After removing two large bolts, the power amp assembly lifts off.
The six pin connector handles power in, signal in, and amplified signal out duties.
Inside this assembly, we see all the components for a transistor-based solid state power amplifier.
A pair of these transistors handle the power amp duties. The screen separates everything from the collector of the transistors, which are at +80vdc potential.
This screw under the little bump in the sheet metal holds a temperature-compensating diode array in close contact with the heat sink. This diode array provides temperature compensation for the transistorized amplifier.
Note that this module is stamped 50W/8 ohms. The Japanese think of everything!
With the cover removed, we can see the inner details.
These low-level driver transistors are pure unobtanium, which means that if they are bad, there is no modern direct replacement.
Fortunately, all of those low-level driver transistors appear to be OK. The curve tracer indicates that this is a PNP device.
This is another bit of pure unobtanium. Three silicon diodes with special forward voltage characteristics over temperature are housed in this component.
This diode array appears to be functional for now. These are HIGHLY SOUGHT AFTER by techs who rebuild those 1970’s era Kenwood and Pioneer stereo receivers.
Every component will be checked, including the power transistors. Replacements are available for these, if we need them.
Almost every component will be removed from the circuit board and verified against the schematic and the markings on the device.
This capacitor was more than 30% low in capacitance, and will be replaced. (No, the leads are not touching.)
With the power amp assembly back together, we can perform some initial setup of voltages and levels.
One of those two big power transistors with the copper-colored tabs is intermittent. Can we find a matched complimentary pair to replace them both?
Yes, after some research, an adequate replacement was ordered. Whew!
Here they are, those black boxy devices in the center of the picture. I marked the collector pin locations with a C and the base pin locations with a B on the circuit board so I could get the new parts in the right place.
OK, now we’re cooking. The center yellow trace is a signal called C.VOLT on the schematic, and represents the voltage value of the midpoint of the DC power supply.
Over a few hours, the value of C.VOLT changed, creating bad distortion. Look closely at the green capacitor at the top of the picture. Can you see something ‘wet’ on the circuit board under it?

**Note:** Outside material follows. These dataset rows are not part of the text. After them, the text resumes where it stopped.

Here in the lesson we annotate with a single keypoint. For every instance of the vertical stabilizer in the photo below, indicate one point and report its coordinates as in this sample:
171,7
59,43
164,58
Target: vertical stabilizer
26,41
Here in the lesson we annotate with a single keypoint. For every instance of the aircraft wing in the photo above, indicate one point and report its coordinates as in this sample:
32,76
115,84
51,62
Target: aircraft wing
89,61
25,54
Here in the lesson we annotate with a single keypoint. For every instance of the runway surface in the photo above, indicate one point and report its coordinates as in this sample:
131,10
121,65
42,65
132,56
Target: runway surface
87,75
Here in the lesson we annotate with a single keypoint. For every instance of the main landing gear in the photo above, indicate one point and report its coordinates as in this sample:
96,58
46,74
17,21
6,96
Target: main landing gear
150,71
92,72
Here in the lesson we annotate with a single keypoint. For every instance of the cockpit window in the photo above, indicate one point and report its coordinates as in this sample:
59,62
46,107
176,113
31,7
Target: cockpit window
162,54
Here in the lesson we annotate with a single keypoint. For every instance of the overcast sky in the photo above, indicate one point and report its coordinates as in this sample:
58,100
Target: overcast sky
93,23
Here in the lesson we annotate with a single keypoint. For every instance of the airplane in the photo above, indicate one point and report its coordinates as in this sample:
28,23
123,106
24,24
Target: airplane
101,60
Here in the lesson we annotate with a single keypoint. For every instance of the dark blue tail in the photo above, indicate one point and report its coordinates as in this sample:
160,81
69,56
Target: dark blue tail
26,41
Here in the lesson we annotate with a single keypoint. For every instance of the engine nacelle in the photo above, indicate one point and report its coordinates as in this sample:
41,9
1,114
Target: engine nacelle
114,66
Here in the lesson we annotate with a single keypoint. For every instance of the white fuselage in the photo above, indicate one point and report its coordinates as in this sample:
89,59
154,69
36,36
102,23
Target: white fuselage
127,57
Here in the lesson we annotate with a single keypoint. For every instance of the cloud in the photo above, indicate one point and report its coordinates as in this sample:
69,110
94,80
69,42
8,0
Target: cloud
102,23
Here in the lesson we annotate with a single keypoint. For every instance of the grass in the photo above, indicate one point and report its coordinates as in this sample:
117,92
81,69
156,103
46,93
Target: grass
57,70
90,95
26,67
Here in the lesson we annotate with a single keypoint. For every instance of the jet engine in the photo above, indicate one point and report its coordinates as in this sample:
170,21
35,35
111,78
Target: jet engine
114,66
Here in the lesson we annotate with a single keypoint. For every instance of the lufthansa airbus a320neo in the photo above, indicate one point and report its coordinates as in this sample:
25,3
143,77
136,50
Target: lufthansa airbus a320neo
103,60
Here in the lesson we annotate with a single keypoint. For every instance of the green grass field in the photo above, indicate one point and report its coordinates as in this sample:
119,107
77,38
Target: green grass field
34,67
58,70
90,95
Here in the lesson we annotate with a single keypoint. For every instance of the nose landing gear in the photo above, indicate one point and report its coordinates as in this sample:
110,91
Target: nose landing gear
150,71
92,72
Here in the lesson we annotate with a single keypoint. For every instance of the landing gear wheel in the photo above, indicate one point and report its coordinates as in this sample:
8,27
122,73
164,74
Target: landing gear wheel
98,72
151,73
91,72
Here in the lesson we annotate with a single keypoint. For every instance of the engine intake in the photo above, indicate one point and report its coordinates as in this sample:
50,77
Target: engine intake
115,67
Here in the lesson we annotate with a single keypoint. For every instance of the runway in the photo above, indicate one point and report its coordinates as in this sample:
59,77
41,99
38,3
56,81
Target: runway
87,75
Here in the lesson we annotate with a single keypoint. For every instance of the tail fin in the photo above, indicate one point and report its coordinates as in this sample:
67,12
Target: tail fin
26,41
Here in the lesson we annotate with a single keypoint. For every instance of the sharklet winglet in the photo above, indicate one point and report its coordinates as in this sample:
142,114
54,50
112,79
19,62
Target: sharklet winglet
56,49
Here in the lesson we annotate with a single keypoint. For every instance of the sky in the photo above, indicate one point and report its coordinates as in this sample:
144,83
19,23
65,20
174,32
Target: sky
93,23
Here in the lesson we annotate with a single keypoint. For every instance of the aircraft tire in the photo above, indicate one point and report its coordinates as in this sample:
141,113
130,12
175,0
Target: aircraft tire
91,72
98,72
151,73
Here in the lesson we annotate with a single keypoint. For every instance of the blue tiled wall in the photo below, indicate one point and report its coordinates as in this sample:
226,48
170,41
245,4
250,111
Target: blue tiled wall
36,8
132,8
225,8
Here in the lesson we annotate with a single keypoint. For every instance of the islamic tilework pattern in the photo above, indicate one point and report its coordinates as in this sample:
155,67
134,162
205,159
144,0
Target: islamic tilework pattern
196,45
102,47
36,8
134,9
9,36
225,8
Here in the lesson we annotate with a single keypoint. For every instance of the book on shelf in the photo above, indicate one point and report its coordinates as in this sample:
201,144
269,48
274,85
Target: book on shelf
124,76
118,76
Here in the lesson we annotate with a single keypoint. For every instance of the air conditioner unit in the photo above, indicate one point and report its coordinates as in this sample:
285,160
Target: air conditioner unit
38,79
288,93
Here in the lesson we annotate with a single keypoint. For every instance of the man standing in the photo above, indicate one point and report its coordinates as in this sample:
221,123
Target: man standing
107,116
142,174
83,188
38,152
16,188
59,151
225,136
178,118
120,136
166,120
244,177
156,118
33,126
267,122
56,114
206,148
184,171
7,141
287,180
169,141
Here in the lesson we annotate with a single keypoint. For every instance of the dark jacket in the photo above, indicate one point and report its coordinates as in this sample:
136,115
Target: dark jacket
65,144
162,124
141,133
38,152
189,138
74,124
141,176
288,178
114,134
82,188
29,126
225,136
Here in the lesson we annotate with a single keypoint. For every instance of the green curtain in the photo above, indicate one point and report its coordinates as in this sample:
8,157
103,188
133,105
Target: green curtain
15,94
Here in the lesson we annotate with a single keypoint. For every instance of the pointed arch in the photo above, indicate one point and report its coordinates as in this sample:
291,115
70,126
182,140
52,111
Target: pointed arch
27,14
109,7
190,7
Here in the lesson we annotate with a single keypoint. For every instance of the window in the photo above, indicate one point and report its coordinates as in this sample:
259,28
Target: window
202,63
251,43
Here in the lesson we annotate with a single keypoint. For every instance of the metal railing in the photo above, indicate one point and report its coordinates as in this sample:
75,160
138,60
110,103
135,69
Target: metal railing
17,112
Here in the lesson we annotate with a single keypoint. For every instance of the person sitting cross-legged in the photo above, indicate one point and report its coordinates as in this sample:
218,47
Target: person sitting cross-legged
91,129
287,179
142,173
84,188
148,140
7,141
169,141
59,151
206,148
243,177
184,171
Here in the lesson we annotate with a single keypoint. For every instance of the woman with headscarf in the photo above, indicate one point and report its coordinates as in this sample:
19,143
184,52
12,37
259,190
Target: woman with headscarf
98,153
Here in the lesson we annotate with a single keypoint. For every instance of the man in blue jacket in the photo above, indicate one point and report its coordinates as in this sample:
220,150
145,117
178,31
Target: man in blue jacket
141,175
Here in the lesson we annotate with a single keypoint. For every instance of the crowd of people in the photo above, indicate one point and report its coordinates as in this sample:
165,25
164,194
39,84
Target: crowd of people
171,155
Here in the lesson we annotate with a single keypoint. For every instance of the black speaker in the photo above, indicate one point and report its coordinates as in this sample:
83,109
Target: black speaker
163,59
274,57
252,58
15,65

That ‘wet’ looking stuff is similar to contact cement. The Japanese used this stuff extensively in the 1970s to secure electronic components so that they did not come loose from the circuit boards when shipped to the United States and elsewhere. Over time, this ‘stuff’ becomes conductive, which will upset circuit operation. Many a Japanese-built bit of electronics, including televisions and Ham radios, were taken out of operation by this stuff.
The site where the green capacitor goes has been cleaned. This needs to be repeated for any ‘stuff’ remaining in this unit.
Here is the C.VOLT test point. The crusty brown stuff is solder flux, which will also be removed.
I uploaded a video of the working amplifier to YouTube, which then blocked the video and hit me with a take-down notice about a minute after I uploaded it. The audio content of the video was copyrighted, and I was caught. Don’t you just love YouTube/Google/Facebook?
Thanks for reading all the way to the end!